Without notice to Oilexco and its administrators, after having received notice of Oilexco’s administration and despite a London arbitration clause in the charterparties, Harms Offshore, commenced a maritime claim in the New York District Court for the sums owed by Oilexco and, in those proceedings, sought and obtained Rule B attachment orders. The effect of those attachment orders was that if and when any sums passed through New York (including through the main clearing banks in New York) to or from Oilexco, they were attached in favour of Harms Offshore. In seeking those Rule B attachments, Harms Offshore had not disclosed that Oilexco was in administration.
After obtaining the Rule B attachments, Harms Offshore neither served them on Oilexco and the administrators nor otherwise notified Oilexco or the administrators of their existence. In ignorance of them, the administrators made a substantial payment in US dollars to a post-administration supplier. The payment, being in US dollars, had to, and did, go through one of the clearing banks in New York, whereupon it was attached. Upon learning of the attachment, Oilexco and its administrators sought an order injuncting Harms Offshore from further pursuing the New York proceedings and requiring them to release the attachment orders in New York. Such an order was granted, at first instance, by Robert Englehart QC.

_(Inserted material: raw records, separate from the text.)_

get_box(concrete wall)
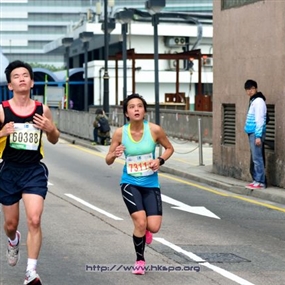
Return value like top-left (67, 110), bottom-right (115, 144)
top-left (51, 107), bottom-right (212, 144)
top-left (213, 0), bottom-right (284, 187)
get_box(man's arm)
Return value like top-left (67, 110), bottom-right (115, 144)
top-left (0, 105), bottom-right (5, 138)
top-left (0, 105), bottom-right (14, 139)
top-left (93, 116), bottom-right (99, 128)
top-left (33, 104), bottom-right (60, 144)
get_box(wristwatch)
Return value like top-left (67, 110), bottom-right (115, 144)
top-left (157, 157), bottom-right (165, 166)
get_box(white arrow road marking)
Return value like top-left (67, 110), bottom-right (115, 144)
top-left (48, 182), bottom-right (53, 186)
top-left (155, 238), bottom-right (255, 285)
top-left (161, 194), bottom-right (220, 219)
top-left (65, 193), bottom-right (123, 221)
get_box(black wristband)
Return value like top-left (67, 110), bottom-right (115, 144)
top-left (157, 157), bottom-right (165, 166)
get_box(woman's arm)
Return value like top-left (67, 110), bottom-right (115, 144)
top-left (151, 123), bottom-right (174, 162)
top-left (105, 127), bottom-right (125, 165)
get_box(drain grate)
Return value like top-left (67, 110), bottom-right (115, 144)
top-left (152, 245), bottom-right (251, 264)
top-left (195, 253), bottom-right (251, 263)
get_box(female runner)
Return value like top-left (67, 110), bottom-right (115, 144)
top-left (105, 94), bottom-right (174, 274)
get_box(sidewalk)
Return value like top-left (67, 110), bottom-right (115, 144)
top-left (59, 132), bottom-right (285, 206)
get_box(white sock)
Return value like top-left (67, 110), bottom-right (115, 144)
top-left (8, 233), bottom-right (19, 246)
top-left (26, 259), bottom-right (37, 272)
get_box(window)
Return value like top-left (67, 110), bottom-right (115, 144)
top-left (195, 83), bottom-right (213, 96)
top-left (222, 104), bottom-right (235, 145)
top-left (265, 104), bottom-right (275, 150)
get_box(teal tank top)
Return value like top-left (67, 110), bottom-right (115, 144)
top-left (120, 120), bottom-right (159, 188)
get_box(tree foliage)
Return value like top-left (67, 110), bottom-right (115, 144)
top-left (29, 62), bottom-right (65, 71)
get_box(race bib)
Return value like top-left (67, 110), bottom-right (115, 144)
top-left (10, 123), bottom-right (41, 151)
top-left (126, 153), bottom-right (154, 177)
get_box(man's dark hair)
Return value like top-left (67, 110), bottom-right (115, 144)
top-left (123, 94), bottom-right (147, 121)
top-left (244, 79), bottom-right (258, 90)
top-left (4, 60), bottom-right (34, 83)
top-left (95, 108), bottom-right (103, 115)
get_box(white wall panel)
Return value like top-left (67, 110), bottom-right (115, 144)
top-left (0, 23), bottom-right (28, 31)
top-left (0, 0), bottom-right (27, 3)
top-left (0, 11), bottom-right (27, 18)
top-left (0, 39), bottom-right (28, 46)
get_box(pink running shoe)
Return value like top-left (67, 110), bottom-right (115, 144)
top-left (245, 181), bottom-right (256, 189)
top-left (145, 230), bottom-right (153, 245)
top-left (248, 182), bottom-right (265, 190)
top-left (132, 260), bottom-right (145, 275)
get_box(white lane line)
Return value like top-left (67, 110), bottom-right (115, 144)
top-left (65, 193), bottom-right (123, 221)
top-left (154, 238), bottom-right (255, 285)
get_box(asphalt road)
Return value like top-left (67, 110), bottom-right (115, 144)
top-left (1, 137), bottom-right (285, 285)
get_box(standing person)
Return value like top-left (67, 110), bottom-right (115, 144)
top-left (105, 94), bottom-right (174, 275)
top-left (93, 109), bottom-right (111, 145)
top-left (0, 60), bottom-right (60, 284)
top-left (244, 79), bottom-right (267, 189)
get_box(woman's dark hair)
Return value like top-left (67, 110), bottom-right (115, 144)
top-left (5, 60), bottom-right (34, 83)
top-left (95, 108), bottom-right (103, 115)
top-left (123, 94), bottom-right (148, 121)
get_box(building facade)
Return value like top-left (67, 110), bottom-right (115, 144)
top-left (43, 0), bottom-right (213, 111)
top-left (1, 0), bottom-right (213, 111)
top-left (213, 0), bottom-right (282, 187)
top-left (0, 0), bottom-right (94, 67)
top-left (0, 0), bottom-right (212, 67)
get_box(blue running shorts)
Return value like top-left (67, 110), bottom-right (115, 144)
top-left (0, 161), bottom-right (49, 206)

Harms Offshore, on an expedited appeal, challenged the injunction on the basis that (1) Paragraph 43(6) of Schedule B1 to the Insolvency Act 1986 (which prohibits the commencement or continuation of legal proceedings against a company in administration) did not have extra-territorial effect and (2) the justification for the granting of anti-suit injunctions restraining foreign proceedings against a company in liquidation was the fact that such a company’s assets were subject to a statutory trust in favour of its creditors (Re Oriental Inland Steam Company (1874) LR 9 Ch App 557 and Re Vocalion (Foreign) Ltd  2 Ch 196), which did not exist in the case of a company in administration.